This book was suggested and gifted to me by my mother-in-love (law - Lisa K Marling, Ph.D., MFA) She runs the theatre Preble Players and teaches at the university. I can always count on her for good book recs.


I devoured it in a day and a half.


My review

5 plus stars


Such a wonderful well well-written lyrical novel with a great pacing including so many characters whose stories build the story of a community. 


It starts lighter, the character Malachi even brings some humor at the start with (felt to me) a hint of magic realism to the plot. Then we become more involved with all the characters who have different religions, celebrations, beliefs and cultures but are all "Americans".


This is my first contact with this author's work and I loved it. It will make you sad and infuriated with the cruelty of some scenes but they are well balanced with acts of friendship, kindness, and humanity. 

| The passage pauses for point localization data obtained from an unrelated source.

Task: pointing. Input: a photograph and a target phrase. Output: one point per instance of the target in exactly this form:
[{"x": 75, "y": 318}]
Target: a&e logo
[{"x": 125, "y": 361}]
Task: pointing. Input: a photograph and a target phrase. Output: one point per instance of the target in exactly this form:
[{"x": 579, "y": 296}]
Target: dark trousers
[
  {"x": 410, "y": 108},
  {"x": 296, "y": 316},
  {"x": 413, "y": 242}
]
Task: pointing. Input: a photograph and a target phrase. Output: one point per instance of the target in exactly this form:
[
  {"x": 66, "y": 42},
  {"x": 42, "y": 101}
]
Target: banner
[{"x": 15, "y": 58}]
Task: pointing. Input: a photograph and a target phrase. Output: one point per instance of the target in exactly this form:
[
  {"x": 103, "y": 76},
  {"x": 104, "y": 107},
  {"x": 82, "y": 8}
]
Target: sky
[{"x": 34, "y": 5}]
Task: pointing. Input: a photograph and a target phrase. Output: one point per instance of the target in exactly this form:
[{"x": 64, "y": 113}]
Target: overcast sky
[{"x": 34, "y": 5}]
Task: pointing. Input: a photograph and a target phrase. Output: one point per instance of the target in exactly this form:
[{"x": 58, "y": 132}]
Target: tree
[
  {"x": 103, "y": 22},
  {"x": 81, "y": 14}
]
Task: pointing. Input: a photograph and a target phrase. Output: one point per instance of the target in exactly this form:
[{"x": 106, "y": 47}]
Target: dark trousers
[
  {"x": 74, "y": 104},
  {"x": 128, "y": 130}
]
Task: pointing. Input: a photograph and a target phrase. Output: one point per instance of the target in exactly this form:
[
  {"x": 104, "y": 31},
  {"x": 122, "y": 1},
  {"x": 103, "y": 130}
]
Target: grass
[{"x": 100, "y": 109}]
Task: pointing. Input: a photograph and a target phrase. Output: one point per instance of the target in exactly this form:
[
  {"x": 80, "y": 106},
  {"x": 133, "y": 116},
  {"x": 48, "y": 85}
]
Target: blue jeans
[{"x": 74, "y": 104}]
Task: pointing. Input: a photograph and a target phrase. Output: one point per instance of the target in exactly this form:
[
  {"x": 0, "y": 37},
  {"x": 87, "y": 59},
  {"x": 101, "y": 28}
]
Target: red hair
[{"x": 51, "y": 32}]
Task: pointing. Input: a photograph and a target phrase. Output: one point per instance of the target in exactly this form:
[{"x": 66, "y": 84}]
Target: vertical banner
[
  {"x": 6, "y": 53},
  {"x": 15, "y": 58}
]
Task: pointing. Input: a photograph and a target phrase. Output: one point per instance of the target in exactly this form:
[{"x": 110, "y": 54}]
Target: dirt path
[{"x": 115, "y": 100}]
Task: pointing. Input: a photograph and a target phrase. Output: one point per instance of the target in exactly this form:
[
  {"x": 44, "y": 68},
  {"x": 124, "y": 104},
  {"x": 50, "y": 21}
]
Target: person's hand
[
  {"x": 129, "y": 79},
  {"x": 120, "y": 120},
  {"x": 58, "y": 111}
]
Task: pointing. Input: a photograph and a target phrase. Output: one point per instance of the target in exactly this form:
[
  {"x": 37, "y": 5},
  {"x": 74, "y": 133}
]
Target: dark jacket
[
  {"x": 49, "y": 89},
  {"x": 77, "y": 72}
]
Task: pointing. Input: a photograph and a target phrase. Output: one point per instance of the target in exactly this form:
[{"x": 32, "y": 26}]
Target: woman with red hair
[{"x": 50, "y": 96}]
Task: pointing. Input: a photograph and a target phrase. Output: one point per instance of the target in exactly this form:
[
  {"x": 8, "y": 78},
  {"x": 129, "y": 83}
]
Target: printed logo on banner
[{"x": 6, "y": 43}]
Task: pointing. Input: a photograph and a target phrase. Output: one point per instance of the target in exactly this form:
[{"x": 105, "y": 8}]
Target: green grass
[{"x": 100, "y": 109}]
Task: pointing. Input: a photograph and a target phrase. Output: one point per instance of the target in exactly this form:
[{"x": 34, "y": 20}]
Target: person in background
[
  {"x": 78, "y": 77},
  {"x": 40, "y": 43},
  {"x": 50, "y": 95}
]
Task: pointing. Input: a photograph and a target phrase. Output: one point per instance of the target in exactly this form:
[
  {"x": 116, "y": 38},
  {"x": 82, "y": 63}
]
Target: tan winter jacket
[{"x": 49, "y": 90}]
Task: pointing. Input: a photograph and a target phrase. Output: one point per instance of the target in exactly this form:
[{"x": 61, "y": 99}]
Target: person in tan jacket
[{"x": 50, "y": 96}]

This novel has so many good quotes worth underlying and simple scenes (like the kids paying for food with colored marbles), that are wonderful all related to my favorite character: Chona. Her strength and kindness became the glue of Chicken Hill People that brought all different PEOPLE together. She saw no color only justice, and righteousness, and cared for them all. And even when she couldn't, they continued to be united. She was smart, educated, and gentle. I love that each chapter tells us a bit of a different character from Chicken Hill, of their story but in a way always related to Chona during her life, with her at the center of this novel, and characters making the story of a community stronger.


Some parts are hard to read (closer to the end), but it is also a great closure to one slice of a community surviving on a hill. This read took me back to Brazilian literature that portrays the misery but the joy of the families united by their kindness and need to survive in Rio's Morro and Favelas.


I love to finish a book and finally understand the cover artwork that sometimes has more meaning, and it's more than just a simple graphic. 


When you finish reading this book, go back and reread the prologue.